Like the roadsides where Tiepolo's Orientals and Old Testament figures meet, the wondrous, phantasmatic Eastern- and Western-feeling worlds that Can Xue produces can interfere with recognizing the depicted world as a plausible, imminent one, where many people already live. Distant locales in Can Xue's latest works seem close together—just the next alleyway over—and traversable, as if no boundaries existed between small villages in China and the outskirts of polluted northern industrial cities like Changchun, Jilin, and Xingtai, between older neighborhoods in Shanghai or Beijing and the bourgeois suburbs of Tokyo or the exurbs of Vancouver. Characters seem to be able to walk from one into the other. These are places where it's hardest to tell what is China, what is the West, where you cannot be sure of which regime you're living under, because synthesis has done its finest job. A non-jet-setting global subject begins to form in the mind, one bearing the effects of rapacious global capitalism and quasi state-owned industries and enterprises, while still being stuck in the struggle sessions of yesteryear. The tragedies of planned economies and ideological standardization have primed their victims for a system that outsources its environmental and moral injury to distant others. A surveillance state is finally depicted as it is most commonly lived: out of order, messy beyond cognitive control, not involving drones, cameras, and the secret police. Techniques of intimate social control from the prior decades never fully went away, and may even be returning, while neoliberal biotechnologies of tracking and monitoring have also entered the scene. Seeing these literary works collectively as one painting makes it clearer that vastly different predicaments can befall people (Chinese or otherwise) at the same time, all at once, with no real contradiction.
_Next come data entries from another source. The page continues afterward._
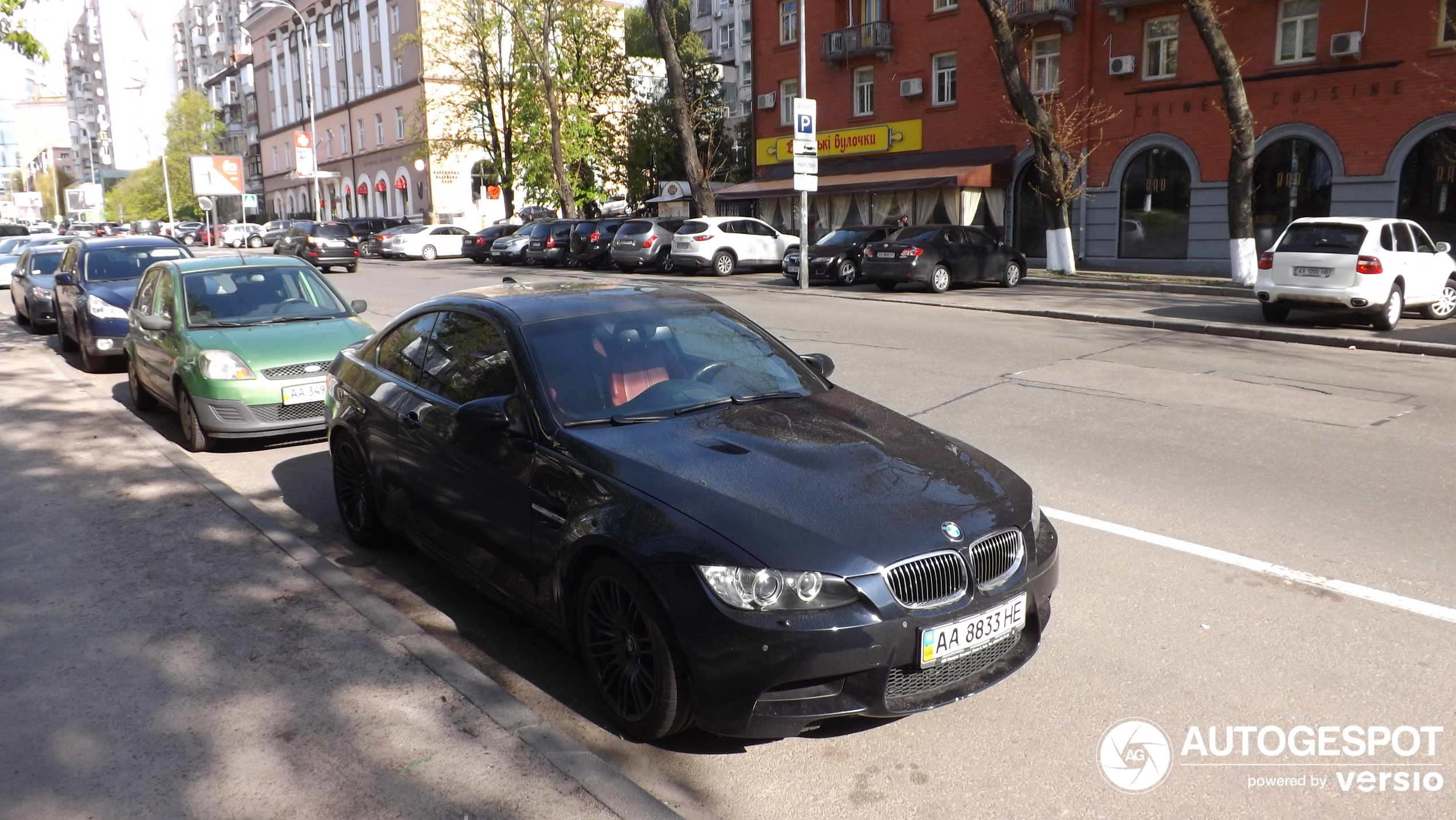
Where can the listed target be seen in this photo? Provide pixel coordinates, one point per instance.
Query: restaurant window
(1161, 49)
(944, 69)
(1298, 30)
(1157, 189)
(864, 91)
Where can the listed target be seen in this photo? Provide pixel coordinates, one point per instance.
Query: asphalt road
(1328, 461)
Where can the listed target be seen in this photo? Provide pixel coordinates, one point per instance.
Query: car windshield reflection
(653, 364)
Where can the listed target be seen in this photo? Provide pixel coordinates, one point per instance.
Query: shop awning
(951, 175)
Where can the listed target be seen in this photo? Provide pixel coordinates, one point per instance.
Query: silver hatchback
(645, 242)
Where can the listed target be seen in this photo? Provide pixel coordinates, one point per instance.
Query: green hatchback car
(238, 347)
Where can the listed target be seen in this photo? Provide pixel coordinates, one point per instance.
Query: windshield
(845, 238)
(650, 364)
(117, 264)
(1322, 240)
(46, 264)
(915, 233)
(257, 296)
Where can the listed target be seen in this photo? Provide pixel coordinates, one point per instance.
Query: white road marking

What to you is surrealism might just be absolute realism to someone else. Efforts to depict the effects of truly integrated systems on human lives have to cope with the increasing difficulty of truth telling and eyewitness testimony. To suggest this as a lived reality at a global demographic scale may then be depiction's greatest moral ambition. People live nonelectively inside Chinese and Western realities, often engaged in activity whose many layers are inscrutable from the outside. Their emotional plenitude and behavioral quirks have to be left well enough alone if one wishes to walk back from cultural essentialism and reductive historical materialism; at the same time, areas of pressing concern do emerge, one visible detail at a time.

Footnotes

1. All translations from the Chinese are my own unless otherwise indicated.

2. This surrealism, this otherworldliness, is compounded in Chinese. Can Xue's unorthodox uses of the language exacerbate the fact that cis and tokens that involve two or more character groupings in Chinese can technically be split apart, a character in one noun grouping becoming a verb in another arrangement, creating alternative microplots.

3. Can Xue published a literary-critical monograph on the works of Kafka: The Castle of the Soul: Understanding Kafka (灵魂的城堡—理解卡夫卡 [Linghun de chengbao: Lijie Kafuka]). Joachim Kurtz's English translation of the fourth section of the book is called The Castle's Will: Reading Kafka's Castle, IV.

4. See Bai Xianyong and Ye Hongsheng's readings of these earlier works.

5. Brendan Hughes, in an otherwise insightful review, writes, “Two weeks later the house collapses. The temptation for the reader is to interpret the collapse as symbolic of something—its occurrence is so random, so unaccounted for, it would be hard not to—but it isn't symbolic, it's meaningless. The collapse is the culmination of the trick that Five Spice Street has been playing on the reader all along: on Five Spice Street, nothing means anything.”

6. The concept of “low justice” comes from Lee's forthcoming book, A Certain Justice: Toward an Ecology of the Chinese Legal Imagination (U of Chicago P).

7. Clark develops this line of argumentation in Heaven on Earth and in “The Turning Look,” his interview with Robert Meehan in Bomb Magazine.